RIYAD: Un haut responsable saoudien a rejeté les informations selon lesquelles le Royaume aurait changé de position sur l'escalade dans la région, selon un rapport publié dimanche par Asharq Al-Awsat.

La source a souligné au journal que l'Arabie saoudite soutient les efforts visant à trouver une solution pacifique par la diplomatie et le dialogue à tous les différends entre les États-Unis et l'Iran.

La source a également réitéré le rejet par le Royaume de l'utilisation de son espace aérien et de ses territoires dans toute opération militaire contre l'Iran.

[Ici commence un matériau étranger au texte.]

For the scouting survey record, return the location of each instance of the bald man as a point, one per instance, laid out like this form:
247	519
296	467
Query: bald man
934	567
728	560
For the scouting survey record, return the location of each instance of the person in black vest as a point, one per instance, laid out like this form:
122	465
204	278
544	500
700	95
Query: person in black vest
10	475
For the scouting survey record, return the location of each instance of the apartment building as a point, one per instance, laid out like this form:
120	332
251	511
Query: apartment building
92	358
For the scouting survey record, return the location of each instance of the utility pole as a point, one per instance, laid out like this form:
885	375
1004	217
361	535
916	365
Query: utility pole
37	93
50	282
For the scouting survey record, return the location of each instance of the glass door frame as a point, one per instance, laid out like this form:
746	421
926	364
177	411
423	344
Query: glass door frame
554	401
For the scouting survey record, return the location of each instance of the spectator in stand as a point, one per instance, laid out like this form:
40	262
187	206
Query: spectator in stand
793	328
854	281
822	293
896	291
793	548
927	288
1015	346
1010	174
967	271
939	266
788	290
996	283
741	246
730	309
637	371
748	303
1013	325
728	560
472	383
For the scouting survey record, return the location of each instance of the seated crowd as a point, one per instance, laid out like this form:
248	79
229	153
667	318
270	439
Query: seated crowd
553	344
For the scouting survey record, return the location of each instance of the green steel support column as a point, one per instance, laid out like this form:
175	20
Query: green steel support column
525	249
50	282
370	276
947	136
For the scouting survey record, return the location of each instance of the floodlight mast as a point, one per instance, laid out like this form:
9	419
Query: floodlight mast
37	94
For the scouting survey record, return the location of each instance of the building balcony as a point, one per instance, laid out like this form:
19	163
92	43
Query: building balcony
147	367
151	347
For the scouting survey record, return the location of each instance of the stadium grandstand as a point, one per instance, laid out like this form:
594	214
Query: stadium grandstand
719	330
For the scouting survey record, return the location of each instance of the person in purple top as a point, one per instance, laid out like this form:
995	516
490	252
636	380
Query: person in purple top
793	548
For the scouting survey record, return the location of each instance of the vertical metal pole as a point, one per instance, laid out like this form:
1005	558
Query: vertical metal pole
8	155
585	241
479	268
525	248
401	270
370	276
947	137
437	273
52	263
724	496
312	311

Le prince héritier Mohammed ben Salmane a souligné mardi que Riyad respecte la souveraineté de Téhéran et que le Royaume ne permettra pas que son espace aérien ou ses territoires soient utilisés dans toute opération militaire contre l'Iran.

Lors d'un appel téléphonique avec le président iranien Masoud Pezeshkian, il a souligné le soutien de l'Arabie saoudite à tous les efforts qui aideraient à résoudre les différends par le dialogue dans le but de soutenir la sécurité et la stabilité régionales.

M. Pezeshkian a déclaré que ses entretiens avec le prince héritier avaient porté sur l'évolution de la situation en Iran et sur le dossier nucléaire.

Il a exprimé sa gratitude à l'Arabie saoudite pour sa position ferme en matière de respect de la souveraineté et de l'intégrité territoriale de l'Iran. Il a également salué le rôle et les efforts du prince Mohammed dans l'instauration de la sécurité et de la stabilité dans la région.